How is he being belligerent?


----------



## Glenn (Jun 14, 2008)

Not him - you


----------



## 4085 (Nov 23, 2012)

you just added my name....if it had been there initially i would have realised


----------



## jlarkin (Apr 26, 2015)

I've never tried roasting on a whirly pop but it seems that you'd perhaps be doing people a disservice if you were roasting on it and then selling them? Perhaps you could make a bit of theatre out of roasting in front of people but otherwise it seems potentially disingenuous to me.


----------



## aaronb (Nov 16, 2012)

I'd be quite upset if I was sold specialty roasted beans and then found out they had been roasted that way - there is a huge difference between trying that out for fun and roasting on a roaster and understanding what is happening and why. Maybe considering giving them out to friends, or selling on ebay but begin explicitly clear how you roasted and that it is a hobby rather than a professional operation?

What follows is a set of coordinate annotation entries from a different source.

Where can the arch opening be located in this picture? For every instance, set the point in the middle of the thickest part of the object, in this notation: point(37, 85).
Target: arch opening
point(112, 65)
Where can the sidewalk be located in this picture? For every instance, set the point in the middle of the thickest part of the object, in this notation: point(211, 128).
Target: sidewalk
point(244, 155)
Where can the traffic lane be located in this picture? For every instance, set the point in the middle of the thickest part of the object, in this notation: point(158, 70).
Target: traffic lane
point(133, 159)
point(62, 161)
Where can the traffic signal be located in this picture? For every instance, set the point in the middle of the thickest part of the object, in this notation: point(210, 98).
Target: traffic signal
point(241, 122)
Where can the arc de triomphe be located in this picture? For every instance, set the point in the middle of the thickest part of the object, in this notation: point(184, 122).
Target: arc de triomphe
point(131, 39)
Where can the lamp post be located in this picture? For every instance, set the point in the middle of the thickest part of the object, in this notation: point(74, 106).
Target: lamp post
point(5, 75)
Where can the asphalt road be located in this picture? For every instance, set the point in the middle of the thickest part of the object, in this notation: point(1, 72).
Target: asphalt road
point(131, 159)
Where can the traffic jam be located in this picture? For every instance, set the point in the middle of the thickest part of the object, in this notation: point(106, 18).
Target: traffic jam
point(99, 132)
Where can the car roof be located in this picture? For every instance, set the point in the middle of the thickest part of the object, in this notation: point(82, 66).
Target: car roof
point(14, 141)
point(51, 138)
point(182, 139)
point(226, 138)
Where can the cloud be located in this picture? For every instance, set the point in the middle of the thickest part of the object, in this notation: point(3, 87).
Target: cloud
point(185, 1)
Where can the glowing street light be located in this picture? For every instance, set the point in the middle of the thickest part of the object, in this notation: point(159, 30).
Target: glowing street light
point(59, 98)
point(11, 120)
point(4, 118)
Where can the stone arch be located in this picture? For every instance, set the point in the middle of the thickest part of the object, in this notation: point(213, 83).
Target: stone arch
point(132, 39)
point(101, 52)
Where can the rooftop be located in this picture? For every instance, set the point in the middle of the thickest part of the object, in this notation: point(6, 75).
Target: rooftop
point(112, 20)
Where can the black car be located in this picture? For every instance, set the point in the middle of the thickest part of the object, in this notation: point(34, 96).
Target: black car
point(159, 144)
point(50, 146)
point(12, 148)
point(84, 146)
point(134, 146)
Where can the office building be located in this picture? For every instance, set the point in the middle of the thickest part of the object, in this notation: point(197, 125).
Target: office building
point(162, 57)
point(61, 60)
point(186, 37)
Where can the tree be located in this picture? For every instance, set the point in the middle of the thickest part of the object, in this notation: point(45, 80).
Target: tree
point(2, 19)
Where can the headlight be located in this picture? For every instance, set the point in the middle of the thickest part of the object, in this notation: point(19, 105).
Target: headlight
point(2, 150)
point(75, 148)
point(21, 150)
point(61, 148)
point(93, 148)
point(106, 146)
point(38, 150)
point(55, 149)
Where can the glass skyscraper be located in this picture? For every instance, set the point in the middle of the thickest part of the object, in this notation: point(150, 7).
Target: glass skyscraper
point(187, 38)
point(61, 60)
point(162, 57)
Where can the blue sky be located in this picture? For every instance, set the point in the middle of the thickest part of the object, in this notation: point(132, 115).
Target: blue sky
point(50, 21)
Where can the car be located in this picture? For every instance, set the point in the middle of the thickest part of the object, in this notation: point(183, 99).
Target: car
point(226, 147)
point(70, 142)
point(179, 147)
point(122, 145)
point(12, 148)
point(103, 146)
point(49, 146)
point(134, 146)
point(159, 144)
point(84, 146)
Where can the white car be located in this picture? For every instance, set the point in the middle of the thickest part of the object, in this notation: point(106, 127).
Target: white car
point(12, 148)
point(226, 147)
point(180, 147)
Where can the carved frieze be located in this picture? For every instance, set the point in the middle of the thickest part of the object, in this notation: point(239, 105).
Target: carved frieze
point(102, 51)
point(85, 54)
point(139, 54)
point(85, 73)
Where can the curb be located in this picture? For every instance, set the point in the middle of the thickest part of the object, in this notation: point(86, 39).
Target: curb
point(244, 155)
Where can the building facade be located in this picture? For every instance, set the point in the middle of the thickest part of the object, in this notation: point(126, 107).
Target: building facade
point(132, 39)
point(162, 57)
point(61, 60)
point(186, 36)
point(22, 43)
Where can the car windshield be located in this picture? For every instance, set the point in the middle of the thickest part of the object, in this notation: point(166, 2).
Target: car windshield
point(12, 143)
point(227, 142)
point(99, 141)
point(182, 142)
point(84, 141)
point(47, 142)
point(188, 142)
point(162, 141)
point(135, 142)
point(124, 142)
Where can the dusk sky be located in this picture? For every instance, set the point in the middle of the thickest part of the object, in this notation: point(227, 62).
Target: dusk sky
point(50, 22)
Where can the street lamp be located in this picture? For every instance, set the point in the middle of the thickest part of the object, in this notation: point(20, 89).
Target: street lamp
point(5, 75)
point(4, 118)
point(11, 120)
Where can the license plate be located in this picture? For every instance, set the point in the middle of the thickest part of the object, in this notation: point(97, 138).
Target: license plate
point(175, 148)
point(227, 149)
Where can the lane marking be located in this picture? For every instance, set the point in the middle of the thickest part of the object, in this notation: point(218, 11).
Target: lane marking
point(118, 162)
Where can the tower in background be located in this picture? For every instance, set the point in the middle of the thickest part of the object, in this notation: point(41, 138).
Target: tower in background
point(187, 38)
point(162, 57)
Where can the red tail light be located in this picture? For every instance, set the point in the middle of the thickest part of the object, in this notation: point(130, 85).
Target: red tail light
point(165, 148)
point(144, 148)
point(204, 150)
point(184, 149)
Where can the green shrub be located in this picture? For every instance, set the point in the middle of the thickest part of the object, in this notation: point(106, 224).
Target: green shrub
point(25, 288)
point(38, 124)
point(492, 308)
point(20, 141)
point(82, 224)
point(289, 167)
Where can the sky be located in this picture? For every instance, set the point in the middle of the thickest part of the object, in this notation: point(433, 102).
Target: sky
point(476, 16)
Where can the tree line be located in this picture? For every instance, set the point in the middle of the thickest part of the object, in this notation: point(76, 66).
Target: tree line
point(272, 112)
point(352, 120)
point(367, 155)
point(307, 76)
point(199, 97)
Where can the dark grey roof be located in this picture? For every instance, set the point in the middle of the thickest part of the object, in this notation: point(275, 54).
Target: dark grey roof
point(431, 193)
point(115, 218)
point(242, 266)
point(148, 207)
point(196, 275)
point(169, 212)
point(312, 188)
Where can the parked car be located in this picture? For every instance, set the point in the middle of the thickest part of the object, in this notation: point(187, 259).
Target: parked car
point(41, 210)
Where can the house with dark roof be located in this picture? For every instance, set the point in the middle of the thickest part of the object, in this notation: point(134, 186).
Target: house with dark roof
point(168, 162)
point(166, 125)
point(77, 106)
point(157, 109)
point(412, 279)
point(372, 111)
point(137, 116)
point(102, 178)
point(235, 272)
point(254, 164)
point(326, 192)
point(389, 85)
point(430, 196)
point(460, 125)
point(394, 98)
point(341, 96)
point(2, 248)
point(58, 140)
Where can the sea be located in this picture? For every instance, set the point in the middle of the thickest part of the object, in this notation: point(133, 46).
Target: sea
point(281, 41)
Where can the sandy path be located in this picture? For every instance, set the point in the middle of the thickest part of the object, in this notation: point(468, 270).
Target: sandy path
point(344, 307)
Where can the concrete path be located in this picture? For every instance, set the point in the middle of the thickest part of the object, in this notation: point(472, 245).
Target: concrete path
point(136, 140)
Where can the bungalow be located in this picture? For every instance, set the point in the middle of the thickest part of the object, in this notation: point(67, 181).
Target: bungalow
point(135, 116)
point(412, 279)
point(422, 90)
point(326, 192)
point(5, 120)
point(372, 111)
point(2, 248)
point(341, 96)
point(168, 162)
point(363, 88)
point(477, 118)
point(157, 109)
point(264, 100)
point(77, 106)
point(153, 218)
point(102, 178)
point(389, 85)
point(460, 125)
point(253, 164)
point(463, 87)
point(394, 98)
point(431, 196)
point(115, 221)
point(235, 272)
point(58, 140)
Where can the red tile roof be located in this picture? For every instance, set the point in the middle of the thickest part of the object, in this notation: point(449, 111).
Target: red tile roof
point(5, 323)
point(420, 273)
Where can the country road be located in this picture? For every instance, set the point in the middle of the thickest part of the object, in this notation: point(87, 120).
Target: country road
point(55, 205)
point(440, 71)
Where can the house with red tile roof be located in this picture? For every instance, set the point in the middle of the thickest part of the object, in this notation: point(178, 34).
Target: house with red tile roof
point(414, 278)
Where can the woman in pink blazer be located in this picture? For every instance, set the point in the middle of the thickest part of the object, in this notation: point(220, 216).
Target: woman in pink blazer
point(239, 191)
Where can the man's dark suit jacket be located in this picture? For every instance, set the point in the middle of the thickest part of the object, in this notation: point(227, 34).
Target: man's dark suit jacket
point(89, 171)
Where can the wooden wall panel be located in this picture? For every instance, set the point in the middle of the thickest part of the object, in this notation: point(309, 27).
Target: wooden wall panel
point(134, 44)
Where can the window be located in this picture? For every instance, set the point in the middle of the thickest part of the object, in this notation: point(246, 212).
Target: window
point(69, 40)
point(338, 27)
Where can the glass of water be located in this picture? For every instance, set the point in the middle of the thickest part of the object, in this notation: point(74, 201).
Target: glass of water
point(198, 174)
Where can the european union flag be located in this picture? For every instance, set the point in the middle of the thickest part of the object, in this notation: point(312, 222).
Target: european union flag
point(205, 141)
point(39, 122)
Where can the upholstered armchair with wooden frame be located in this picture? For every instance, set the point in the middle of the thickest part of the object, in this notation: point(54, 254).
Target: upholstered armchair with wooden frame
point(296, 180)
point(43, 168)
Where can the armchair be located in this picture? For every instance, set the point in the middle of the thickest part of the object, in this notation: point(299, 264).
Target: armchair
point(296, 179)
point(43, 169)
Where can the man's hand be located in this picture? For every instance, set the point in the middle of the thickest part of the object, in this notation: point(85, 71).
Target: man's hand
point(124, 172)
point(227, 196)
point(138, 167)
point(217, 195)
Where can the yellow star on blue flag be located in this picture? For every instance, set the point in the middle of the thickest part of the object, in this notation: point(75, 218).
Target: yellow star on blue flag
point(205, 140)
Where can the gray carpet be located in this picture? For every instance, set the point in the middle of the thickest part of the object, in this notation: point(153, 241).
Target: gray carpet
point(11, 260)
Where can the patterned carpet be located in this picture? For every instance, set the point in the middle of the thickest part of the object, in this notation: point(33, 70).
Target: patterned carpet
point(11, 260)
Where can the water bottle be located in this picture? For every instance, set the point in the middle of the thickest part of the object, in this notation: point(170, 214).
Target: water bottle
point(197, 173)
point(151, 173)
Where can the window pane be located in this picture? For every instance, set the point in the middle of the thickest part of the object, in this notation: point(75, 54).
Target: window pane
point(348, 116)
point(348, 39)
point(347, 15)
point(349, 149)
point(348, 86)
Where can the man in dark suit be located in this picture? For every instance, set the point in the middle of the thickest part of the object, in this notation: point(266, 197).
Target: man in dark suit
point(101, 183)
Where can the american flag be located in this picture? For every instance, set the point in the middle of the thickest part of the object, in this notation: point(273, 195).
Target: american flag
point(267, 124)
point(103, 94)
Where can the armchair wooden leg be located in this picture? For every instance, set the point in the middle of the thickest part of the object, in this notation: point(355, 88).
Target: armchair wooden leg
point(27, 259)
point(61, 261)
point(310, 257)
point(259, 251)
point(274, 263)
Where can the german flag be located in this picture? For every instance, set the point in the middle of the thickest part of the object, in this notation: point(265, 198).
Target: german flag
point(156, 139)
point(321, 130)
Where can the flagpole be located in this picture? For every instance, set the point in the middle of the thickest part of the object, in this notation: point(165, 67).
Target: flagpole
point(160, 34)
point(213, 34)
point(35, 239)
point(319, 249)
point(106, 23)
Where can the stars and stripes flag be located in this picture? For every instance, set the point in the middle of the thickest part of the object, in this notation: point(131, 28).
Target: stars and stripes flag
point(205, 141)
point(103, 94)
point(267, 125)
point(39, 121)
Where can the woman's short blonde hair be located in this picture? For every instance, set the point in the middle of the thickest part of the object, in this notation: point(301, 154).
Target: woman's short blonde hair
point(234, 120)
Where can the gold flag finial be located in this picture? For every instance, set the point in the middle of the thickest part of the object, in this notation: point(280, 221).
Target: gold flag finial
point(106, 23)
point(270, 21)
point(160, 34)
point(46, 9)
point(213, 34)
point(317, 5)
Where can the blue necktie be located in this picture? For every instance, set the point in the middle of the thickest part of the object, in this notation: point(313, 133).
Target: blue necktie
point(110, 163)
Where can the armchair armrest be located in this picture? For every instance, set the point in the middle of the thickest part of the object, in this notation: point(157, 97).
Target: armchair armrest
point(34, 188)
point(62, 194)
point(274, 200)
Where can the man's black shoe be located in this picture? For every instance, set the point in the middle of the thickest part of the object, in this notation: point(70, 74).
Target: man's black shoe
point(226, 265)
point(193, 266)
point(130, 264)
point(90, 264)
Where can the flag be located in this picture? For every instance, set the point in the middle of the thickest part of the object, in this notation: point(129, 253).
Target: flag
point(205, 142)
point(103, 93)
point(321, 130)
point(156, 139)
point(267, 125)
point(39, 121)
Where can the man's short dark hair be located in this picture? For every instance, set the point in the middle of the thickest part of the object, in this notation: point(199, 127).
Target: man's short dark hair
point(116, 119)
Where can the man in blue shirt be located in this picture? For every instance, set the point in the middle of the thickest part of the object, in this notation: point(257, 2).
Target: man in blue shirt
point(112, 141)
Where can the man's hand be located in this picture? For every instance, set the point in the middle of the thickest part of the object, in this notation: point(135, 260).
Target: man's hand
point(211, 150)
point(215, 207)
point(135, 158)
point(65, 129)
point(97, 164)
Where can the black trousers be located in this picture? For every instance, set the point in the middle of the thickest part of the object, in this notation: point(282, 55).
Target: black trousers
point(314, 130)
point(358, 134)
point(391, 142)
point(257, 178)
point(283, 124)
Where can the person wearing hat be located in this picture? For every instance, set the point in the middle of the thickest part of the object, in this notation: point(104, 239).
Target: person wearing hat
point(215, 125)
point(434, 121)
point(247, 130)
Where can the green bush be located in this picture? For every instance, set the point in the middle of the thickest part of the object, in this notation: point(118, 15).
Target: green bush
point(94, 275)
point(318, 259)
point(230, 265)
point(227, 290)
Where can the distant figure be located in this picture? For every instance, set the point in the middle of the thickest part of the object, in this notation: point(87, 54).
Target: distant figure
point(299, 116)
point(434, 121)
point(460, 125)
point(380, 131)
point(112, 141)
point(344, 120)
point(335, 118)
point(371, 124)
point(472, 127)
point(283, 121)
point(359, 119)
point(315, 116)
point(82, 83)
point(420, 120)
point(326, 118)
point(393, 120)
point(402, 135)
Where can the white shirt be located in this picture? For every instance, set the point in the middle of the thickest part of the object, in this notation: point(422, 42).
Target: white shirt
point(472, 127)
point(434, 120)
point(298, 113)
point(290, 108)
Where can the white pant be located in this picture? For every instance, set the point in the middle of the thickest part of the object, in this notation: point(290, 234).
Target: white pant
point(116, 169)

Just deciding on SL28 and yellow bourbon is a bit weird too. Looking into the seasonality of coffee as crop, what is available when etc. There are lots of green bean suppliers online.


----------



## Rob_EthioBean (Apr 24, 2016)

Theres a decent good one in York - I forget the name though


----------



## DavecUK (Aug 6, 2013)

I think it would be good if this guy was allowed to tell us when and where he sells these beans and his business details. This way we can make sure we don't accidentally buy any.


----------



## 4085 (Nov 23, 2012)

dave.....belligerent warning coming....LOL


----------